8. Giving away “the store.” I can’t tell you the number of parents I’ve heard complain their (slightly older) child is ungrateful and won’t show respect or follow rules. I start by asking, “Do they have a cell phone?”
“Yes.”
“A computer?”
“Yes.”
“A game system (any of about 20 different expensive kinds)?”
“Yes, three in fact.”
“Did they do anything to earn any of one of those (expensive, ridiculous, time wasting) items?”
“No.” At this point parents are getting a little sheepish. “Everyone else has those things.”
Now they’re quoting the line the child used to get them to buy those things. Nice.
Personally, I believe a 50 dollar present limit (from Mom and Dad) for Christmas and birthdays and earning everything else is a great way to teach responsibility and have “leverage” with kids. They should get allowance and have chores, and then they can learn to save for things they want.
Learning to work for rewards and planning and choosing what they want are empowering and enhance self esteem, rather than the arguing, whining, manipulating and guilt tripping that kids learn to do when parents “give away the store.”
These parenting mistakes are at the root of most kids’ bratty behavior. Unfortunately, changing the way you parent is a real workout—a lot harder than reading some list on a blog. SuperNanny would agree. But if the stakes are high enough (and trust me they are) it’s worth it.

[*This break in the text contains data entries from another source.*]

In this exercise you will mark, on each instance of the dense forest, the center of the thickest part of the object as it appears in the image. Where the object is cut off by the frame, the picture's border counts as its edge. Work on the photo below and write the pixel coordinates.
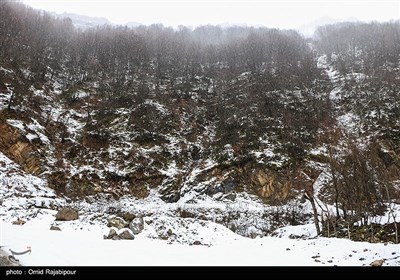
(210, 109)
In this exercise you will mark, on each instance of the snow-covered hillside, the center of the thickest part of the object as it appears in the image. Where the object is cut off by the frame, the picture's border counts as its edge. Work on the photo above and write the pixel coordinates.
(28, 212)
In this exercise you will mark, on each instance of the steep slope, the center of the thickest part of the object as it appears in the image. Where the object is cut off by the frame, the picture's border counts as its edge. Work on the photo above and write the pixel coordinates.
(112, 115)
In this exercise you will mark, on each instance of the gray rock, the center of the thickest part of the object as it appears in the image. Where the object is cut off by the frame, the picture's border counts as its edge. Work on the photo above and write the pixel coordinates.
(55, 228)
(117, 222)
(137, 225)
(111, 234)
(377, 263)
(126, 234)
(67, 214)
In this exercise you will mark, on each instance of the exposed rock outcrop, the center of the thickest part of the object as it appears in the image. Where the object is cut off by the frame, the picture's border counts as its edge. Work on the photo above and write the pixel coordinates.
(17, 148)
(67, 214)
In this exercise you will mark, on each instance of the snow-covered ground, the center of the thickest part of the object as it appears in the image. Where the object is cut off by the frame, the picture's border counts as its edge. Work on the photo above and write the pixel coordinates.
(198, 240)
(86, 246)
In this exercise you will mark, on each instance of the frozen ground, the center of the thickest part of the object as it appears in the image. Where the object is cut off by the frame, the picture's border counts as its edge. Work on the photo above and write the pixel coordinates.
(86, 246)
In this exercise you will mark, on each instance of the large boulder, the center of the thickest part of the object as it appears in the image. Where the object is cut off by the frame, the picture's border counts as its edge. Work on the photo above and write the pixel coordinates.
(117, 222)
(67, 214)
(137, 225)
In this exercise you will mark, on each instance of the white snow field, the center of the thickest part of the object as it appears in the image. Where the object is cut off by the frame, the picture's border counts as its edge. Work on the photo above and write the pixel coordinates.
(81, 242)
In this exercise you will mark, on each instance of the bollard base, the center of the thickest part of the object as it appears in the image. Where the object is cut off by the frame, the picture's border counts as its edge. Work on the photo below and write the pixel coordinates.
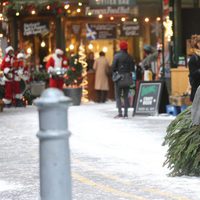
(75, 94)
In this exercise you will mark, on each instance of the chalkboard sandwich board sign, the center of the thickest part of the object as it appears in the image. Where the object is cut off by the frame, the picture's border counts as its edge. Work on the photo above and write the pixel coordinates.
(152, 98)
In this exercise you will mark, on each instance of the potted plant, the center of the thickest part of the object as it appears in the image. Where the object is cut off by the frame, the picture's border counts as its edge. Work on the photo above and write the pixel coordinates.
(38, 83)
(73, 80)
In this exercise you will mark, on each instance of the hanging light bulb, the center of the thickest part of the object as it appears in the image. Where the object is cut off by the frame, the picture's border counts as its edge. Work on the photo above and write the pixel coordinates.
(112, 18)
(158, 19)
(43, 44)
(123, 19)
(100, 16)
(48, 7)
(90, 46)
(105, 49)
(134, 19)
(66, 6)
(33, 12)
(146, 19)
(71, 47)
(78, 10)
(29, 50)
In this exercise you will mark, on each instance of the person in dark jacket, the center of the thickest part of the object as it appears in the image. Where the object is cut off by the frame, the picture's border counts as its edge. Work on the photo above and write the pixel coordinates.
(122, 63)
(194, 69)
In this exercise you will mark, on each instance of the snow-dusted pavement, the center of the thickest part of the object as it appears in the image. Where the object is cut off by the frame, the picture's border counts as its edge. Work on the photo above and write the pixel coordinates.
(112, 159)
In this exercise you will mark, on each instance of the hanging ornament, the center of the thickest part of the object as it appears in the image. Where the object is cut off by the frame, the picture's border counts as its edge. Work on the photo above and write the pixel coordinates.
(82, 60)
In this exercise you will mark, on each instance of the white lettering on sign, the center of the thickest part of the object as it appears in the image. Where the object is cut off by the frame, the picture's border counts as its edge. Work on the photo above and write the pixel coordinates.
(108, 10)
(112, 2)
(147, 100)
(35, 28)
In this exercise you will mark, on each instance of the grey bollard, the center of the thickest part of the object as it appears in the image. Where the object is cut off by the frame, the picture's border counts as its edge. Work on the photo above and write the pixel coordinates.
(55, 171)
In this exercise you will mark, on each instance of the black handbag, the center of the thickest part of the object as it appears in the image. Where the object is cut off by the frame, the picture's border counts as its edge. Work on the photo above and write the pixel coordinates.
(126, 80)
(116, 76)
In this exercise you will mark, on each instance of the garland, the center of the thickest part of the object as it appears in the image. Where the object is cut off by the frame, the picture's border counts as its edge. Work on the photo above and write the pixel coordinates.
(183, 139)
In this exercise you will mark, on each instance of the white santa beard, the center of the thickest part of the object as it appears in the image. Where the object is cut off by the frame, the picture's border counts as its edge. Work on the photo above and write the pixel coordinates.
(58, 62)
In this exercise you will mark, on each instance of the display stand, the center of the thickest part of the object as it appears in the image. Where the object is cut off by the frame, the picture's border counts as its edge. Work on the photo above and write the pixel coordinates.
(151, 98)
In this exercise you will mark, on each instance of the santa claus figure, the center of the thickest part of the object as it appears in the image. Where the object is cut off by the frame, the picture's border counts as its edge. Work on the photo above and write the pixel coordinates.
(56, 67)
(20, 74)
(7, 66)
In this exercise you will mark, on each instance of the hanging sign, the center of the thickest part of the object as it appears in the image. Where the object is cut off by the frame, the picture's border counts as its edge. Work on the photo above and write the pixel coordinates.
(111, 2)
(130, 29)
(101, 31)
(109, 10)
(152, 98)
(34, 28)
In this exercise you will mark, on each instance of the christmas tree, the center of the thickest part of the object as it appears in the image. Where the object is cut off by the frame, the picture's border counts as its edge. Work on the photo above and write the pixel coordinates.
(73, 76)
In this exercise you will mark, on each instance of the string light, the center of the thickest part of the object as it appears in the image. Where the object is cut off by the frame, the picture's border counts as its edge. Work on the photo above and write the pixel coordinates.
(123, 19)
(90, 46)
(66, 6)
(71, 47)
(33, 12)
(82, 58)
(100, 16)
(29, 50)
(78, 10)
(158, 19)
(105, 49)
(146, 19)
(43, 44)
(48, 7)
(134, 19)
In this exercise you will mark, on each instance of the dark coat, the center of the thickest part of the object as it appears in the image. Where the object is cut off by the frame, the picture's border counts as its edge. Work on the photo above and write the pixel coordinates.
(123, 62)
(194, 74)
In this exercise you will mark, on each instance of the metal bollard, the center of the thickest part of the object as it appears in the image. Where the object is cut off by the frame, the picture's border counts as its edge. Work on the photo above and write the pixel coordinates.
(55, 171)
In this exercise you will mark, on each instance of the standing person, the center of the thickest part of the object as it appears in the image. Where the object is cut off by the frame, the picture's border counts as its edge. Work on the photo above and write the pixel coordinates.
(101, 67)
(56, 66)
(90, 62)
(149, 63)
(194, 69)
(7, 66)
(122, 63)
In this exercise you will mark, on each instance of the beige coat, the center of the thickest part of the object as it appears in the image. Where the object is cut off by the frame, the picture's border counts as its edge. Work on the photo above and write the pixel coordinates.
(101, 67)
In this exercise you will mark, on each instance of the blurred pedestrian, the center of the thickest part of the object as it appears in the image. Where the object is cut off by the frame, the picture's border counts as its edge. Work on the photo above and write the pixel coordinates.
(8, 68)
(101, 67)
(123, 64)
(90, 62)
(56, 67)
(149, 63)
(194, 68)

Okay, totally had to share this one with Mr. Pierce, since he works with kids and teens (and their foster parents and occasionally biological parents). He and I both chuckled, because we’ve seen it so much. I used to do the “time outs DO work” talk during my operant conditioning lectures to a classroom full of inner-city, single parents who believed spanking cured everything.
I could go on and on. But I’ll stop there. Excellent post!
You’ve forgot the most important one—bribing.
Me to intensely bright 6-yr-old g’daughter: I’d like you to do X, Y, or Z.
She: No, Grandpa, I’m busy.
Me: Go on, do it.
She: Uh-uh.
Me: Too bad, cuz I really wanted to make you an ice cream cone.
She, with falling intonation: …Aw-riiiight.